PORTRAIT23: Identity

Arts Project Australia artists in the APA Studio
Exhibiting APA Artists and collaborators for PORTRAIT23: Identity

Arts Project Australia is excited to announce that APA artists Alan Constable, Cathy Staughton, Eden Menta and Mark Smith will feature in the National Portrait Gallery’s PORTRAIT23: Identity exhibition opening Friday 10 March.

The National Portrait Gallery’s Portrait23: Identity is a major exhibition of new work from multi-award-winning contemporary Australian artists and collectives working across every state and territory.

Each APA artist worked in collaboration with an external artist to produce a portrait exploring the concept of identity. The portraits produced by these artists will feature in this exhibition alongside the APA artists’ own works.

Alan Constable will feature work alongside Andrew Curtis, Cathy Staughton will feature work alongside Clare Rae, Eden Menta will feature work alongside Janelle Low and Mark Smith will feature work alongside Ross Coulter.

PORTRAIT23: Identity is an exhibition of portraiture, but not as you know it.

In PORTRAIT23: Identity, award-winning contemporary Australian artists and collectives push the boundaries of traditional format.

This diverse collection features street art, textiles, performance, photography, ceramics, painting, drawing, soft sculpture, and bronze creations, all of which challenge the conventional limits of portraiture.

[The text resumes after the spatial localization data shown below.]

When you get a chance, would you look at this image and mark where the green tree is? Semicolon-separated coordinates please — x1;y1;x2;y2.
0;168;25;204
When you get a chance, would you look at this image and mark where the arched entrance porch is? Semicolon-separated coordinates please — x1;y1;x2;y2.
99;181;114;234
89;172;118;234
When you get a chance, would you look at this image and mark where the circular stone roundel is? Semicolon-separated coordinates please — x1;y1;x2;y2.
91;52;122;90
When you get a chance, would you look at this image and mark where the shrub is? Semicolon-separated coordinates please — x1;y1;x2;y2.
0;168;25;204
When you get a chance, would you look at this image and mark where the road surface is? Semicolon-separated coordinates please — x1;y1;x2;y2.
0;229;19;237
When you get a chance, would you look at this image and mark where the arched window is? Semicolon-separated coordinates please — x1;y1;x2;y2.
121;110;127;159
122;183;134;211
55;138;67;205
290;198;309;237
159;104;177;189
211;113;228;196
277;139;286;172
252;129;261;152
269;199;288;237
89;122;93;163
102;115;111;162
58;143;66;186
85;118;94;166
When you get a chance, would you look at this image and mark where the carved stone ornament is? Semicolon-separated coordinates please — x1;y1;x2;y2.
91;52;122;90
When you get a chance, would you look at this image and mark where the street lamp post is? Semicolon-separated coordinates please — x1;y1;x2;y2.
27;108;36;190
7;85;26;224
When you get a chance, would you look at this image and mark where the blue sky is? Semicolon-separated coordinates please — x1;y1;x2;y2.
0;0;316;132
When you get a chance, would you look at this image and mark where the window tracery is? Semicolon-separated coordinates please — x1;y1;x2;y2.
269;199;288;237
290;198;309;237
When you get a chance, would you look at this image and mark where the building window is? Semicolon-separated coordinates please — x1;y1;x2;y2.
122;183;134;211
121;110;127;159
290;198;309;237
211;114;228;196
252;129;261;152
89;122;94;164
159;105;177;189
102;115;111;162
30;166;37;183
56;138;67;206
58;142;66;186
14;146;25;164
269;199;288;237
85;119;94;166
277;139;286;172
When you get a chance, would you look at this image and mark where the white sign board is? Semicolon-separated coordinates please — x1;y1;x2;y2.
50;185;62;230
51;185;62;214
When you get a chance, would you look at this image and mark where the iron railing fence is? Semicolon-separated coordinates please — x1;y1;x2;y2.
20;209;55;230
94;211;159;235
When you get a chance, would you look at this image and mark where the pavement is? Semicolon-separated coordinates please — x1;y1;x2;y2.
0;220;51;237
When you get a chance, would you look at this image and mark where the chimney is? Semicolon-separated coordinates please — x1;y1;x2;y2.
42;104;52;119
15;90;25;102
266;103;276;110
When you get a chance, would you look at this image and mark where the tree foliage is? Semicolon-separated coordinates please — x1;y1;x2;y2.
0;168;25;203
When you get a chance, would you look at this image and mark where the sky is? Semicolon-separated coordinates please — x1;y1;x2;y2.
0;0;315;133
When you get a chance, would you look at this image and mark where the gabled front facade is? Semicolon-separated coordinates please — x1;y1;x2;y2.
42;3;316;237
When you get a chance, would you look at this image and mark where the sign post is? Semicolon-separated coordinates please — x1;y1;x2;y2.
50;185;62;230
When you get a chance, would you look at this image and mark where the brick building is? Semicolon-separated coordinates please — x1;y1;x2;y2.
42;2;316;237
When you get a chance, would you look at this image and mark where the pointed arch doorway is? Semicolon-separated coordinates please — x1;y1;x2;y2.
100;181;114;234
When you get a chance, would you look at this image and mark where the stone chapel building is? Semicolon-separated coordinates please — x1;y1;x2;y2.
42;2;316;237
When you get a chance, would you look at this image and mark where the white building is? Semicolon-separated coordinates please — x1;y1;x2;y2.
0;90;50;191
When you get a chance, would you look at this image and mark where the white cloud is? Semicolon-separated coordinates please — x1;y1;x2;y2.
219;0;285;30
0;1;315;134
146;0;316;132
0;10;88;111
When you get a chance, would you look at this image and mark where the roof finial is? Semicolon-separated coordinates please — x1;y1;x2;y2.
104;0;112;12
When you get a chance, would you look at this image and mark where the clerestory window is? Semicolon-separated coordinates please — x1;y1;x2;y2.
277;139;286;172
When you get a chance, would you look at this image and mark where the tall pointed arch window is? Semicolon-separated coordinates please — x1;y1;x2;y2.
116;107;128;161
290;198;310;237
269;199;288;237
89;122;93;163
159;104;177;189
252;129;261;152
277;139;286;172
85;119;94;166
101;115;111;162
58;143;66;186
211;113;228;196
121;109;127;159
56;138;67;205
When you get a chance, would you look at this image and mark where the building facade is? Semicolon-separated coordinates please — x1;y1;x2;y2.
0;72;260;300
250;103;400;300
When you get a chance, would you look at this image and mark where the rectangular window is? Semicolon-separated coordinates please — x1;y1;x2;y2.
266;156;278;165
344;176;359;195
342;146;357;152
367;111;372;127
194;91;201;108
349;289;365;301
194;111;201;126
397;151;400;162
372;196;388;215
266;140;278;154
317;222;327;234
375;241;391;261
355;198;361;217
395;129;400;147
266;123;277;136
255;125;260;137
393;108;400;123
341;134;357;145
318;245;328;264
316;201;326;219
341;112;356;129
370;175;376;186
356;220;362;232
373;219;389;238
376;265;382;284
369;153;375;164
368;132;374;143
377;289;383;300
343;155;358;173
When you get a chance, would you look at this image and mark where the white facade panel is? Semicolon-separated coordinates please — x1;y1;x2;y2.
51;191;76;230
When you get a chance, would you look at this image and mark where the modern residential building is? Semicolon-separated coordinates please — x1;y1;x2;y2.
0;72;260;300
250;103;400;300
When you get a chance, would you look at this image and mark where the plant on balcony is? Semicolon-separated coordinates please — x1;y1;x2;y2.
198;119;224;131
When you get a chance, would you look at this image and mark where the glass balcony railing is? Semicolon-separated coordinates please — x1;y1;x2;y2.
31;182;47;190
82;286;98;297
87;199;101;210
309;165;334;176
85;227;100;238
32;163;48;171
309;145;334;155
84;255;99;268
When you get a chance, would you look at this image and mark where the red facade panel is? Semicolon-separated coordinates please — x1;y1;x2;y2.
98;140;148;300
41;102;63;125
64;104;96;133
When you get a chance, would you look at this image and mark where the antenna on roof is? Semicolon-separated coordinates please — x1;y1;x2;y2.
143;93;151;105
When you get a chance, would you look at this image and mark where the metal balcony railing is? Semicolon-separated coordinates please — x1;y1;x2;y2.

Many of these innovative works seamlessly blend into installations, videos, and animations, inviting you to step inside the portrait itself.

With the contributions of twenty-three remarkable artists and collectives, this exhibition explores the profound journey of self-representation, community, history, and modern society. These artists delve into deeply personal reflections on themes that resonate universally, including cultural knowledge, feminism, visibility and invisibility, activism, and the narratives of migration.

Portrait23 is an artistic celebration of the diversity and complexity of the self.

Visitors are asked to assume nothing, question everything and expect no answers.